Some dark feelings, a mood where I sense we humans are about to meet something more deadly and horrendous than we can imagine.
There are questions I have about my capacity to “see” into the deeper levels of darkness because I have difficulty separating fear from truth.
“Love thy neighbor if . . . ”
“If he’s not like you, you can murder his body and soul.”
“Hate thy Neighbor if he is not white.”
I don’t see any built in “nice” in humanity’s ability to dismiss another person’s right to life, or respect for their entitlement to life and living.
We take it for granted that we are entitled to dismiss and dispose of that which we don’t like. There is nothing unusual about all organisms doing this. It is the foundation of biological selection, but the “ideal” of freedom and rights as human beings is a dreamy, conditional entitlement in contradiction to our feelings and natural rejection of that which does not ”fit” into what we feel we want and can accept.
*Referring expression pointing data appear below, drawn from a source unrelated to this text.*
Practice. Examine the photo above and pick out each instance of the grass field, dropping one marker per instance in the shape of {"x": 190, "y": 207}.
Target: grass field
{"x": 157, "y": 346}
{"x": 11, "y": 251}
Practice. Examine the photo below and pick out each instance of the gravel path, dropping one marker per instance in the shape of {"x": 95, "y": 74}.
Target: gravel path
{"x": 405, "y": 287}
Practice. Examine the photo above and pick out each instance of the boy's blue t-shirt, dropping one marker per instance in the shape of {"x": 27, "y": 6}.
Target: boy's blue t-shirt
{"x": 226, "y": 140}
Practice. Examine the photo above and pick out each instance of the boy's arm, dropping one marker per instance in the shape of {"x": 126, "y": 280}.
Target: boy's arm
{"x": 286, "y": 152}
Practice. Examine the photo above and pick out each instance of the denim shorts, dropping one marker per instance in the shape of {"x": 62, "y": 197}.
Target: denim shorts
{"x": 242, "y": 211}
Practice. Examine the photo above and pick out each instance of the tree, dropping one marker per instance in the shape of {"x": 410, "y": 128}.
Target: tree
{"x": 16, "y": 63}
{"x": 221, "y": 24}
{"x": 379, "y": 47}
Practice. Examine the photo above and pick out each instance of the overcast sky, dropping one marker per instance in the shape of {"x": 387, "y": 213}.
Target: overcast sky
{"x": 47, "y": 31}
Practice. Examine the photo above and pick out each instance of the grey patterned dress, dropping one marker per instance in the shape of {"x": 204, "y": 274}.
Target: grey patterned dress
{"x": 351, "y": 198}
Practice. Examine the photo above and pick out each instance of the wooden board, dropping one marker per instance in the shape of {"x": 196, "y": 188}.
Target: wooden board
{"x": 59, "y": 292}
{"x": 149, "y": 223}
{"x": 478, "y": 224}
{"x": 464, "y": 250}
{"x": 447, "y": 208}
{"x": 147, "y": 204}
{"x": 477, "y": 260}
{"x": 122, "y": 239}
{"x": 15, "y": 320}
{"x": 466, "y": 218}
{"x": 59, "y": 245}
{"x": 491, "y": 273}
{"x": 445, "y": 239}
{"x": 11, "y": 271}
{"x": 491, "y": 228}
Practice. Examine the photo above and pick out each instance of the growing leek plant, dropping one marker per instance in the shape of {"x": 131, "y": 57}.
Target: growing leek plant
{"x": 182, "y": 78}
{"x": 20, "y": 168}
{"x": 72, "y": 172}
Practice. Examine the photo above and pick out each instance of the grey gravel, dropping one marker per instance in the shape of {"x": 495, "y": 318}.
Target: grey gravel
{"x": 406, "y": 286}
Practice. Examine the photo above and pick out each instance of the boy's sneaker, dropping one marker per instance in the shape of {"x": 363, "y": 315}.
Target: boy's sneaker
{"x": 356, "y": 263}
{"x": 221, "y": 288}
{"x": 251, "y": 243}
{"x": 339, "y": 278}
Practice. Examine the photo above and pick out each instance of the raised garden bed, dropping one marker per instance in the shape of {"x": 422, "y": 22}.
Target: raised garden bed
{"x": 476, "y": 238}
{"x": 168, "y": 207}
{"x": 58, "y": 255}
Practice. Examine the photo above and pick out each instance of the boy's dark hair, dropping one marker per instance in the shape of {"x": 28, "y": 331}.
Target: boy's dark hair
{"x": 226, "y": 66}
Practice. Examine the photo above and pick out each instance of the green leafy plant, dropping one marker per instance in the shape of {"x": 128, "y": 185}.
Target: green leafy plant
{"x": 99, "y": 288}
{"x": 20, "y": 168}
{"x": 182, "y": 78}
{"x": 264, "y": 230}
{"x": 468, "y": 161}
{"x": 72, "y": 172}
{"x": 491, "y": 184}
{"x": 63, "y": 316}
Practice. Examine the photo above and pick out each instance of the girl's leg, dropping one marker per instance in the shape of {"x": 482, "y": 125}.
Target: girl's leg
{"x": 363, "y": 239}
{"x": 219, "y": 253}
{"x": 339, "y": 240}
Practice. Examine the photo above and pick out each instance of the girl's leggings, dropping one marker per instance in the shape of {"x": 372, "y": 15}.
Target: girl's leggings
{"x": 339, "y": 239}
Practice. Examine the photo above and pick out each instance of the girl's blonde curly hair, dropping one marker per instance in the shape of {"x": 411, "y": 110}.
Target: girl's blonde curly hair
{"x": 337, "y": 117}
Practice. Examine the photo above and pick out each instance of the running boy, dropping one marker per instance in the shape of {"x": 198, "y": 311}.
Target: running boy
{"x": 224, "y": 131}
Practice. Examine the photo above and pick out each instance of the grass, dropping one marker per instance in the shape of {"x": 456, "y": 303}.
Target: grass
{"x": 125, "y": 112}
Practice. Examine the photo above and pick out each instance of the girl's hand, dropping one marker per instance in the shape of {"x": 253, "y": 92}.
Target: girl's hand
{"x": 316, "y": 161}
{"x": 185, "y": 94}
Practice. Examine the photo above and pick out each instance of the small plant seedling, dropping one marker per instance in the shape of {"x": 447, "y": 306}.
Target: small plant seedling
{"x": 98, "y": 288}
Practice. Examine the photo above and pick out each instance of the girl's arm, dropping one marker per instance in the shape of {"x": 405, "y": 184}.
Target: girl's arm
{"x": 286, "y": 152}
For most humans we are conditioned by our environment, culture, genetic temperament, and position in the hierarchy of status in our family, tribe and nation. That which is outside this personal world of taste, belief and means, does not have much presence or credibility from those “outside”, even though both are living out of the same paradigm of cultural acceptance or rejection.
They have in common the biological impulses and responses to what they do want, or don’t want or “like”, as a life form.
The character of the totality of this world is seldom considered beyond the individual point of view. The majority not only are captured in their personal world of acceptance of rejection, but they do not want to, or are not capable of, observing themselves objectively or rationally as an individual in regards to the totality of the group—humankind. Most of us are not looking at ourselves and relating our own responsibility to a given situation, no, we look upon the other as the source, and consequently we blame them for the unwanted outcomes of our failings and mis-judgements.
Our population density is growing in unprecedented numbers, forcing us to see what we normally would not, due to the closer life-giving interchange in essential resources.
Our responses to strangers are usually skeptical, doubtful and suspicious. Also, there is a psychic question of including or excluding the other.
Our standard habit is to exclude those who are not like us, as well as those we don’t know, like, or trust. This is foundational in our unwillingness to grant others their full rights of citizenship, whoever they might be, and showing them the same respect we would give to the value of our ideals.
The rate and intensity of the forced lack of individual space, due to our increasing populations, is exacerbating the underlying stresses that we increasingly feel towards an explosive organic rejection. I can’t see a positive outcome from this. With the onslaught of embedded ignorance, judgment, and hate, this is the trifecta-recipe for a collective explosion of violence and rage.